BELOW: On Chinese New Year's Eve, Fu, right, was on camera calling the NFC Championship game between the San Francisco 49ers and the Los Angeles Rams. After college, Fu returned home to China to seize an opportunity to volunteer for the 2019 FIBA Basketball World Cup. “That kick-started my sports career in general,” he explained. “I didn't know the organization and business part behind sporting events. I just had a lot of energy and passion, and wanted to contribute to the greatest international basketball competition outside the Olympics.”
The experience proved to be a major career turning point for Fu: “Even as a volunteer, I did a lot of work above and beyond my status, which helped me learn tremendously behind the scenes, and see how the whole spectacle worked.”

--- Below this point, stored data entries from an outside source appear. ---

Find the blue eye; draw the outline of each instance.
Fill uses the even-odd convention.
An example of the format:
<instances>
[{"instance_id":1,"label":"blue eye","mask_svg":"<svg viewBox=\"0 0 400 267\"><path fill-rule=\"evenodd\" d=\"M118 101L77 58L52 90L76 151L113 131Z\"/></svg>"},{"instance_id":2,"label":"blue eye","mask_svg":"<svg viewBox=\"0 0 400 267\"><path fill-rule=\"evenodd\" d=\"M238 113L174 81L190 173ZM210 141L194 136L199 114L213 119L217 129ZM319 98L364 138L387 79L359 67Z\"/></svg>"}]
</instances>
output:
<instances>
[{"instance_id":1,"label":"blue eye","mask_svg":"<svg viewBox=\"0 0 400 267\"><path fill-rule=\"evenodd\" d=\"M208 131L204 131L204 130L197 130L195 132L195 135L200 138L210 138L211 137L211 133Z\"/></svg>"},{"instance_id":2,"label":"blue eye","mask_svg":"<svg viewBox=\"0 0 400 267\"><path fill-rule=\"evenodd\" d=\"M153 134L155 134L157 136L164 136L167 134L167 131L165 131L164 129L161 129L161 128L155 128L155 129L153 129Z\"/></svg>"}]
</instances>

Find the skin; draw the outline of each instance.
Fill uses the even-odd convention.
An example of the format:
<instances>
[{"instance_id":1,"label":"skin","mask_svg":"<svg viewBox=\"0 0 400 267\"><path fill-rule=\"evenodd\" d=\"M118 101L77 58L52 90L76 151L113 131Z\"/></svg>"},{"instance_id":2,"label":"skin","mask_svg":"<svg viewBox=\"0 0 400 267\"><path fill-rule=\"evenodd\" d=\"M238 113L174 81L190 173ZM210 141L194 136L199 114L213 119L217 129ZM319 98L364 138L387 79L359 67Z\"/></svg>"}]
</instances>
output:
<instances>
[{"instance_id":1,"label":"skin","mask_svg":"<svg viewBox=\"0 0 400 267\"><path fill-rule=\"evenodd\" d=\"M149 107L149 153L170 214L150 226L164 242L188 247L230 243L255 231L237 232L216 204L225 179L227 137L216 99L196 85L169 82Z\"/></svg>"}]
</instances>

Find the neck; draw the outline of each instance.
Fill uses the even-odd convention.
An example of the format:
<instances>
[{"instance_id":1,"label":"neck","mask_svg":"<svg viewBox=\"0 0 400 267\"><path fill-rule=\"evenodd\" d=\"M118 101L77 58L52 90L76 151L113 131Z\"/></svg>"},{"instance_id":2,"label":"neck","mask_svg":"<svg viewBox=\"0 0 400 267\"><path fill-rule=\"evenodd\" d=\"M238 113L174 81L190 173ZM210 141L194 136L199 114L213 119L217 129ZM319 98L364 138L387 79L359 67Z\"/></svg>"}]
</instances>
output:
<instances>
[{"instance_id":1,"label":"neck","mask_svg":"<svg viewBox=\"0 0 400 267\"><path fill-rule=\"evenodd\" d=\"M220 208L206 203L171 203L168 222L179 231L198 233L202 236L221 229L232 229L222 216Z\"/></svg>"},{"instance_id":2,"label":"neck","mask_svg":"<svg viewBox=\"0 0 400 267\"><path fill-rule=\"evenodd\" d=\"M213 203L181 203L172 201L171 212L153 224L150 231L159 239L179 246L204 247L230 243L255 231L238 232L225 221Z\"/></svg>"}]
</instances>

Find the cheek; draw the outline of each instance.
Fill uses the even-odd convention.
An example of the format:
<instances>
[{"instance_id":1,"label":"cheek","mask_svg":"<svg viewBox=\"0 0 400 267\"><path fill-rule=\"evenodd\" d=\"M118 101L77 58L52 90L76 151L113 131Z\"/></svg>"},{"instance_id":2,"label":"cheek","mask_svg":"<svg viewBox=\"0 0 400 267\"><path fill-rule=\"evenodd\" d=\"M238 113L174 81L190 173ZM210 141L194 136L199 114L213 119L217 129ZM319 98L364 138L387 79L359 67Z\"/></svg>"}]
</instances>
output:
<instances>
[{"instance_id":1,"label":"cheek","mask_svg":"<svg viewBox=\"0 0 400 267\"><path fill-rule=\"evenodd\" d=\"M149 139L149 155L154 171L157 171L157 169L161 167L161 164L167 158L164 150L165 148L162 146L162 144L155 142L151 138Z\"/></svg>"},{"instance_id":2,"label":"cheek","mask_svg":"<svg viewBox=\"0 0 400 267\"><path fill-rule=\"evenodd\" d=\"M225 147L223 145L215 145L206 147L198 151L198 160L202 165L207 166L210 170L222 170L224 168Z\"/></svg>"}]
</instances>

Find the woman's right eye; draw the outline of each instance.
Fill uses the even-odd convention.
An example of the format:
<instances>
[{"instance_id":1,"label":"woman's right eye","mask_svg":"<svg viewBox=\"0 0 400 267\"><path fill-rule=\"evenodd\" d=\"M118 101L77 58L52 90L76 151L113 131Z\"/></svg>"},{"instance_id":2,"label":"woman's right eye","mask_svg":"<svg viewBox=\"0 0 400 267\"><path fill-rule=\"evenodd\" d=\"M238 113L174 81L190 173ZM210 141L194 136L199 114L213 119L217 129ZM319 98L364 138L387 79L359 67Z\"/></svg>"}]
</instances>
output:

Though the pandemic shut everything down in 2020, Fu’s diligence and perseverance paid off. When Tencent was looking to hire more announcers for both football and basketball, Fu put together some practice material and landed an audition. He did enough to impress the director, and the rest, as they say, is history. “I have now called two seasons’ worth of games,” Fu said. That coverage includes AFC (American Football Conference) and NFC (National Football Conference) Championship games and he was an on-camera strategic analyst for the Super Bowl. The NFC Championship game when the San Francisco 49ers faced the Los Angeles Rams was memorable. “The game was on Chinese New Year’s Eve and we had to wear traditional Chinese jackets, or tangzhuang, on camera,” Fu recalled. As a big 49ers fan, he said, “Calling my favorite team’s game on New Year’s Eve, that was special for me.”
Beyond adjusting to time zone differences, the job involves prep work and research throughout the week leading up to game day. During some games, he was required to stay in the studio to do even more: pre-game talk, a halftime report, between-quarter analysis and a post-game summary. “I’d spend four to six hours doing the research the day before sometimes just to enhance my knowledge,” he explained. “I’d also write my own game reviews and sync them on multiple platforms, so that takes time as well.”
Around 8:00 a.m. when he’s done with his on-air work, he heads to his other job as content operator at ECO Sports, a Chinese sports media platform. “It’s not easy to make the schedule work, but again if you love what you do, you find a way,” he said.
Someone who has cheered him from afar and witnessed his journey in real time is Fu's former teacher, John Chiodo, Masters’ director of innovation, engineering and computer science, whom Fu calls “a father figure.” “Payton has always been passionate about sports; in fact, on his first day on Masters’ campus, I remember we spent much of the day talking about basketball.”
As Fu tackles his future in sports broadcasting, his family has been nothing but supportive and are, he said, “making an effort to learn more about the sports industry and American football.” He calls his four years at Masters “some of the happiest of my life”: from great English and history Harkness discussions to the close-knit JV boys basketball team with its 14-8 record his junior year and the Great Gig salute to Pink Floyd’s “The Dark Side of the Moon.”
Fu has even been known to sport his purple Masters tie on the air. “Do it with thy might, and I wear it with pride,” he said. “For a long time, my passion in sports was compartmentalized, and I wasn't really driven to do something with it. The transition happened when I understood that passion goes beyond personal enjoyment, and I feel very grateful and lucky that I get to do something I love.”